Qua naamsbekendheid scoort Cadillac extreem hoog. Meestal vinden merken dat enorm fijn, maar in het geval van Cadillac is dat niet zo heel vleiend. Bij de naam Cadillac vliegen de geruite golfbroeken, krakende schommelstoelen, kazige country clubs, vering als waterbedden, Tena Ladies, gepensioneerde tandartsen en stukjes Florida door ons mind palace.
Wij hebben helemaal niets tegen Cadillac, maar het merk is door die associatie gewoon tamelijk hopeloos verloren. Cadillac is al sinds de jaren negentig bezig zichzelf te rebranden tot merk dat ook gekocht kan worden door mensen die nog wel seks hebben. Pooiers en drugsdealers bijvoorbeeld.
Nadat het trotse merk donkere jaren van goedkope materialen en weglopende klanten had meegemaakt, produceerde het in de jaren negentig ineens een hit in de vorm van de Escalade. De Escalade was een soort Bijlmerbajes met deuren die je zelf kon openen. Een bizarre auto om uitgerust te zien met de ooit prestigieuze Cadillac-badge. Geinig ook dat de doelgroepen niet verder uit elkaar konden liggen. Het ene deel van de kopers is de op één na oudste doelgroep ter wereld - na Radio 4-luisteraars uiteraard - en de andere kopers denken dat Beethoven een hond is.

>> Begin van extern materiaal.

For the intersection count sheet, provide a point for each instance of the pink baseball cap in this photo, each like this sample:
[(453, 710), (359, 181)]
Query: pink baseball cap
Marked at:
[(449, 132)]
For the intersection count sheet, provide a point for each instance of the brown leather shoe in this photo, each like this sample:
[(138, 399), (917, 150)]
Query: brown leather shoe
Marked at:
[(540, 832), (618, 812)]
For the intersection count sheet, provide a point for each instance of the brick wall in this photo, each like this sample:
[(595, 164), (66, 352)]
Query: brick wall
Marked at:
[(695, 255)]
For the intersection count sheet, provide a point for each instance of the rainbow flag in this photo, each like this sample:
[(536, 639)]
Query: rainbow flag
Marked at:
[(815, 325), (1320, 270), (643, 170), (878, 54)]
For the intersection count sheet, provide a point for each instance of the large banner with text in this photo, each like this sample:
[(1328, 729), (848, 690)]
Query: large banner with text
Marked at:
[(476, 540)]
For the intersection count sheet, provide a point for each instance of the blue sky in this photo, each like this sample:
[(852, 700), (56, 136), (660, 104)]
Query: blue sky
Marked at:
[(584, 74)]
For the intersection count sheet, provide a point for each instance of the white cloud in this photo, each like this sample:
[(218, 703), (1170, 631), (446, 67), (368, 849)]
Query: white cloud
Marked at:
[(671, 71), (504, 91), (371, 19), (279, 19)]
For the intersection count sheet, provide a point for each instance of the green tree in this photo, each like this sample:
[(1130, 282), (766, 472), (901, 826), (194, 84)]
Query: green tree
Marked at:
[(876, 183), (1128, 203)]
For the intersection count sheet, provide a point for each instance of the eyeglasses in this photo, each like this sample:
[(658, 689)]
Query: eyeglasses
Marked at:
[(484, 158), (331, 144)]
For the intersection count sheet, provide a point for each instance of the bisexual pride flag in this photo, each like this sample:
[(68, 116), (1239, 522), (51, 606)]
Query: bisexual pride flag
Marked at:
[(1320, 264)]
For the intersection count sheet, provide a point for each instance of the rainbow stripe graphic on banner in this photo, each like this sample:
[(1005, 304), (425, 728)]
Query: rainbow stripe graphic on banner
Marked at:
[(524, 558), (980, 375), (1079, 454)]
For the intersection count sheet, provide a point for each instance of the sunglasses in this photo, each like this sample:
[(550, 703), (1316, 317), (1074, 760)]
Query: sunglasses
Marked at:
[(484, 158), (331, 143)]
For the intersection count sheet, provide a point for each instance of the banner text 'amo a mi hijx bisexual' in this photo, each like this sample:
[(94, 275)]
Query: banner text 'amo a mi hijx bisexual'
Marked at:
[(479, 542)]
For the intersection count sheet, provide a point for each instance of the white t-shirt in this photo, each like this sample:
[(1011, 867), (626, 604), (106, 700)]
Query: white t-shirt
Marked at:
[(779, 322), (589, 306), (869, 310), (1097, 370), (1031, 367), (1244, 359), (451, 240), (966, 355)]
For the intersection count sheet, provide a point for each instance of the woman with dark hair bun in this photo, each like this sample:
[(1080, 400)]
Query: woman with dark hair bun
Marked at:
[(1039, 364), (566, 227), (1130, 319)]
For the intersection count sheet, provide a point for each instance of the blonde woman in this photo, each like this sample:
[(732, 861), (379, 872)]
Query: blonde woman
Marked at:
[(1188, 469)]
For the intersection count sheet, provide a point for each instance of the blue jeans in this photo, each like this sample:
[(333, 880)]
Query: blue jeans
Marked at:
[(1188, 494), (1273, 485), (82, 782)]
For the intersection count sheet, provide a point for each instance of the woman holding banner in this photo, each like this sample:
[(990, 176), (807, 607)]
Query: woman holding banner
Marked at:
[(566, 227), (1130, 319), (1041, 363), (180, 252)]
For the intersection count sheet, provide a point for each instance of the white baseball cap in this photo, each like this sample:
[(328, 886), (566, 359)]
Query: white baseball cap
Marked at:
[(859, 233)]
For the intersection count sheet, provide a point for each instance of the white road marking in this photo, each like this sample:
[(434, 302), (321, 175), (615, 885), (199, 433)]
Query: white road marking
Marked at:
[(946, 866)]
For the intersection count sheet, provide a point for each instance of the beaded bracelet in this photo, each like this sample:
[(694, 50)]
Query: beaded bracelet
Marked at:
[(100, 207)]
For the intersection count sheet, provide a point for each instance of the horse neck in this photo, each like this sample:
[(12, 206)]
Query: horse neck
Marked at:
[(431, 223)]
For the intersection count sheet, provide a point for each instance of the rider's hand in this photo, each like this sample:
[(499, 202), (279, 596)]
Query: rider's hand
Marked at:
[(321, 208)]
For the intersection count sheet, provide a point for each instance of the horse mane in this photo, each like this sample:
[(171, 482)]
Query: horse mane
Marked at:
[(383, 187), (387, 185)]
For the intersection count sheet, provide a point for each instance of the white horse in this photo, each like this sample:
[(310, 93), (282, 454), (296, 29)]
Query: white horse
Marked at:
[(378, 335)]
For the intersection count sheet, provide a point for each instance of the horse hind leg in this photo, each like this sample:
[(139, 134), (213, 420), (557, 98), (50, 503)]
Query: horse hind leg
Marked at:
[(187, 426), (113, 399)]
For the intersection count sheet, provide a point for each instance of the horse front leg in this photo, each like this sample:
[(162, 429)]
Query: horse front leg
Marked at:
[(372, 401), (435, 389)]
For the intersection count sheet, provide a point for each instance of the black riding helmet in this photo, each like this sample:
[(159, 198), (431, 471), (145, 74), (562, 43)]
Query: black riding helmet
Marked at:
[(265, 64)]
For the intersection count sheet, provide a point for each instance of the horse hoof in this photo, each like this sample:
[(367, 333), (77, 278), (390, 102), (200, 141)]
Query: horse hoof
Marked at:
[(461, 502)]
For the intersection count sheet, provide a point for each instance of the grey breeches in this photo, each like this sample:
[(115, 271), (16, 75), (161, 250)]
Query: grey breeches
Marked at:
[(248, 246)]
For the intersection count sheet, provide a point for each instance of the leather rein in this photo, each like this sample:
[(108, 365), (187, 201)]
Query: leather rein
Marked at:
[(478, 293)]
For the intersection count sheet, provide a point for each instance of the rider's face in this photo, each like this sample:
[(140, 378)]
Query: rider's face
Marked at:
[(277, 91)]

Maar Cadillac was dolblij, want hun traditionele klantenbasis raakte op, wegens dood enzo. Dus vers bloed was en is nodig. Het merk werkte hard om meer auto's te maken voor jongeren. Neem de CTS, dat was helemaal geen verschrikkelijke auto, maar het mocht niet baten. Nog steeds lopen jongere mensen niet weg met Cadillac; het belegen imago is in beton gegoten.
Dat komt doordat de semisjieke Amerikaan aan een tamelijk uniek probleem lijdt: jongeren willen er niet in gezien worden, omdat zij de auto met hun ouders of grootouders associëren. Dat lijkt redelijk normaal, maar is het niet. Laten we een paar ietwat ouwelijke merken afgaan.
Pappie kan nog zo'n witte onderbroekendrager van een Saab-rijder zijn; een 900 turbo is ook voor twintigers begeerlijk. Volvo is inderdaad ernstig golden retriever en 2,3 kind, maar geen achttienjarige zou bedanken voor een Polestar, R-uitvoering of een inmiddels prima betaalbare tweedehands T5. Zelfde geldt voor Mercedes dat zoveel modellen maakt dat er altijd wel iets te koop is wat niet op het sterretje van mama Eugénie lijkt. En als we kijken naar het andere uiterste van Cadillac-concurrenten, van bankier tot petjesdrager, iedereen wil een BMW.
Waarom faalt Cadillacs PR-campagne? Wij hebben geen idee, maar misschien moeten we het een beetje zo zien: als Red Bull probeert zijn merk om te bouwen tot een wereldnaam in het hoogste segment whisky's, gelooft niemand dat Red Bull ook maar enigszins drinkbare alcoholica produceert. Wat ze zelf ook beweren.
Arm Cadillac, we hopen dat het na decennia van rebranding nog eens lukt zichzelf opnieuw uit te vinden. Zelf denken ze van wel, want met de moed der wanhoop smijt General Motors twaalf miljard dollar tegen hun vlaggenschip aan. Cadillac moet er in 2020 elf nieuwe modeltypen voor hebben gebouwd. Doelwit zijn de luxueuze Duitse rivalen. Misschien een tip voor Cadillac: zet alles in op regio's waar mensen niets van je verleden weten. Wij hebben weleens gelezen dat China het economisch aardig doet en het woord 'country club' daar een echte tongbreker is.